Archangel's Resurrection (Guild Hunter #15)(80)
But she never had.
“You left me,” he said when they landed on an uninhabited island hours from the location of the cairn; its yellow-green grasses brushed his calves, the water that crashed to shore cold but holding no flecks of ice. “How could you leave me, Zani?” The wound inside him had never healed right; it had scarred and twisted and become stiff.
“Because I was old and tired, you stubborn fool!” Throwing up her hands, the passion of her a glory, she said, “You were old and tired, too, but you refused to come with me. I asked you over and over and you always had a reason to remain in the world!”

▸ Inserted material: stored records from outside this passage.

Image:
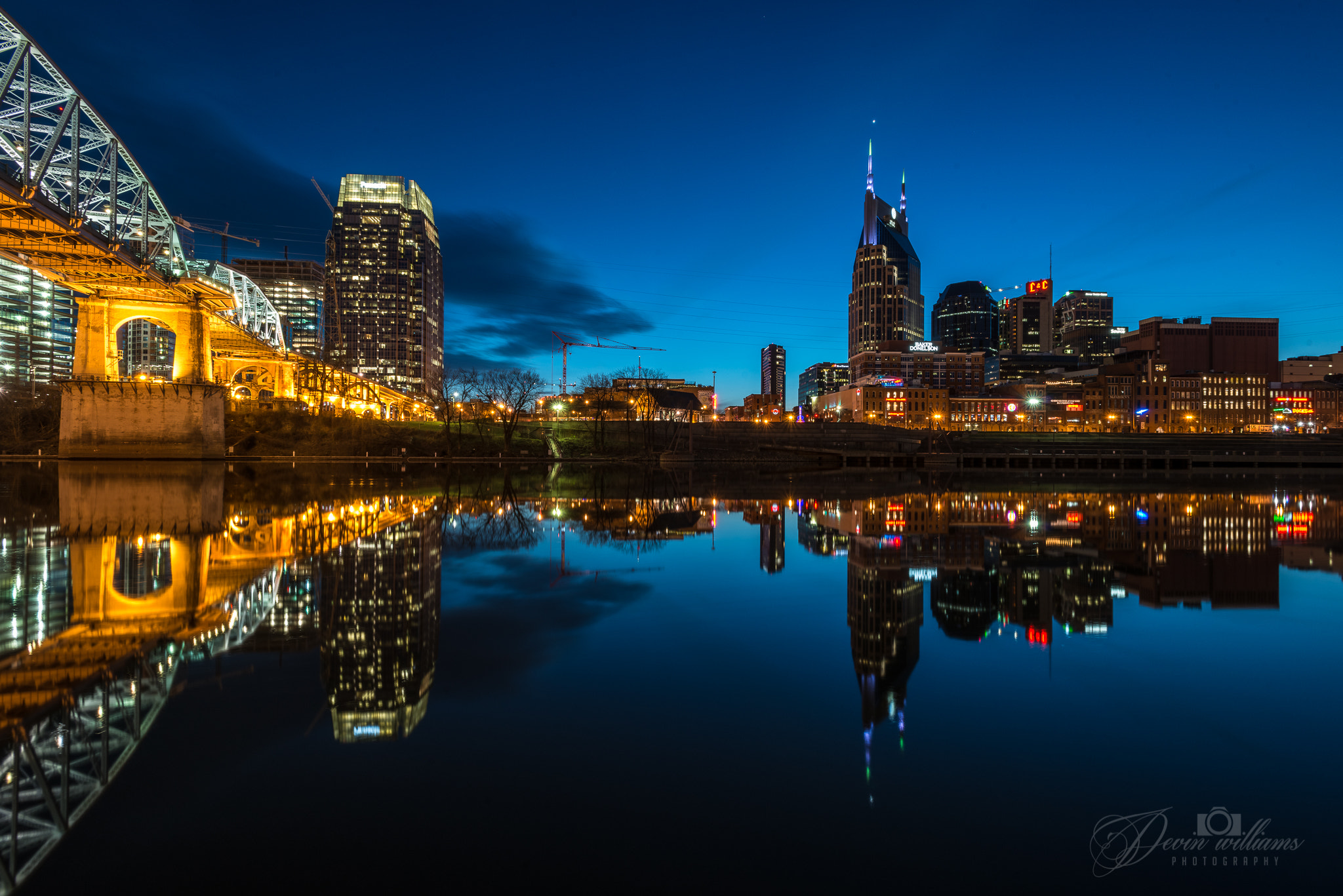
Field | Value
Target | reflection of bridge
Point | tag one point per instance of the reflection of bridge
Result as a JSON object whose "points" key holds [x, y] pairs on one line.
{"points": [[159, 575], [77, 208]]}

Alexander clenched his jaw. “I did have a reason. I stopped wars while you were Sleeping. I created an empire that stands to this day.”
“And how many wars did you start?” was the acerbic response. “Well?” She tapped her booted foot against the sandy soil beneath the grass.
Alexander glared at her, memories of a war he’d almost started at the forefront of his mind. “That’s not the point,” he said. “We had an agreement, you and I. We’d never leave the other to Sleep!”
Zanaya’s eyes flashed, then she shook her head. “No, Alexander. You made that pronouncement and expected me to fall in line.” She twisted up her lips. “You had a habit of doing that. Just because you had a few years on me.”
“A few—” His ability to speak devolving into wordless rage, he turned and strode to the other end of the windswept island, while the seabirds stared curiously with their bright black eyes.
Zanaya didn’t follow him.
When he returned, it was to find her seated on the beach of crushed shells, her wings spread in a glorious show behind her. “Look at us,” she muttered as he took a seat beside her.
Their wings overlapped.
An intimacy so taken for granted between them that even the worst anger had never torn it in two.
“What?” he said as he dug out a packet of dried fruits, nuts, and chocolate from a pocket in his pants, and passed it to her.
“I’ve been in the world less than a moon and we’re already fighting.” Opening the packet, she ate a small handful . . . and made a sound deep in her throat. “This is delicious! This world has many new wonders for me to explore, I see.”
He felt his lips curve; she’d always enjoyed trying different foods. “Zani, I love you.” A thing so true that it just was. “I’ve always loved you. I’ve never loved anyone else the way I love you. You’re part of my very breath.”
“You always did have a tongue as silver as your wings, lover,” Zanaya said, her eyes on the ocean. “Tell me about the woman who bore you a child.”
A stab in his heart, his eyes burning from a loss he wasn’t sure he’d ever accept.
Putting aside the snack he’d handed her, Zanaya touched her fingers to his cheek. “Alexander, you’re hurting.” Shock in her flared pupils. “I’m so sorry, lover. I didn’t know she had passed beyond the veil.”
He shook his head and took her hand in his, weaving their fingers together. “Jhansi is alive, though she Sleeps at this moment in time. She’s a gentle creature who has no familiarity with anger. She’s . . . like the summer air. Pleasant and tranquil.” He forced a smile. “We met one harvest festival, spent the night together. That was the extent of our relationship.
“She had heart wounds of her own that festival, and . . . I was . . . lost, tired.” His hand clenched on hers on the admission that his decision to stay awake while Zanaya Slept had begun to haunt him. “Jhansi and I, ours was a joining of circumstance and comfort. Neither one of us had any plans to meet again—until she came to me with news that she carried my child.”
He’d never doubted that the babe was his, even before Rohan came out looking like a carbon copy of Alexander but for his coloring, the majority of which he’d inherited from Jhansi. “She’s an honest and generous person. You’d like her, but her overall nature is on the far end of the spectrum from either of ours.” Jhansi was about as nonconfrontational as an angel could be.
“We never attempted to further our private relationship, but over the years, we became friends, for we were both very present in Rohan’s life. Jhansi was a good mother to our son, and I made sure she’ll never lack anything in her immortal life.” Jhansi had floated through immortality, not accumulating much. “But Rohan was more my boy than he was hers—we were alike in many ways and I loved nothing better than to spend time with him.”
Swallowing the knot in his throat, he said, “He was so smart and fearless, my son. Followed me all around the Refuge, and when he was old enough that I could take him to my territory, he couldn’t wait for night to fall so I would take him on flights.” Safe from the eyes of those who would see in Alexander’s child a vulnerability.
“He called me Papa as a child, Father as an adult, and we were friends once he was of an age where he no longer needed me to guide him—though he continued to come to me for advice on various matters. I’m proud of that. That my son respected me as a man as well as a father.”
His chest felt as if it was collapsing inward. “My Rohan is gone, Zani.” It came out rough, his throat raw. “Murdered by Lijuan because he refused to reveal my place of Sleep.” Because his son had known that place. Of course he had; Alexander would’ve never vanished without telling his cherished boy. “His beloved, Citrine, was also killed in the attack on their palace and all I know of her, I know from Xander.”